All of my encounters thus far with don Miguel Ruiz, the spiritual teacher, have been in books, on TV, or over the internet, so perhaps I’m wrong about what I sense in his voice and in his eyes.  I hope to get close enough to him this weekend to feel what I’ve sensed.  I believe to feel his energy, would be… magical.  (And there are not many people I can say that about — the ‘magical’ part.  Can you tell I’m looking forward to hearing him speak??)

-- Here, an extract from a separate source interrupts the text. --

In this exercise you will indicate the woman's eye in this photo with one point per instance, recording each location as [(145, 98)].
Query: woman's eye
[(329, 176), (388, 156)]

On that note, I’ll leave you with some of my favorite don Miguel Ruiz quotes:

don miguel ruiz

On Forgiveness:

“Forgive others.  When you can touch a wound and it doesn’t hurt, then you know you have truly forgiven.”

On the Fourth Agreement:

“Doing your best is taking the action because you love it, not because you’re expecting a reward.  Most people do exactly the opposite:  They only take action when they expect a reward, and they don’t enjoy the action.”

On Truth:

“The truth is silent. The truth doesn’t come with words. It’s something that I just know; it’s something that I can feel without words, and it’s called silent knowledge.”

On Why We Make Assumptions:

“We have millions of questions that need answers because there are so many things that the reasoning mind cannot explain.  It is not important if the answer is correct; just the answer itself makes us feel safe.  This is why we make assumptions.”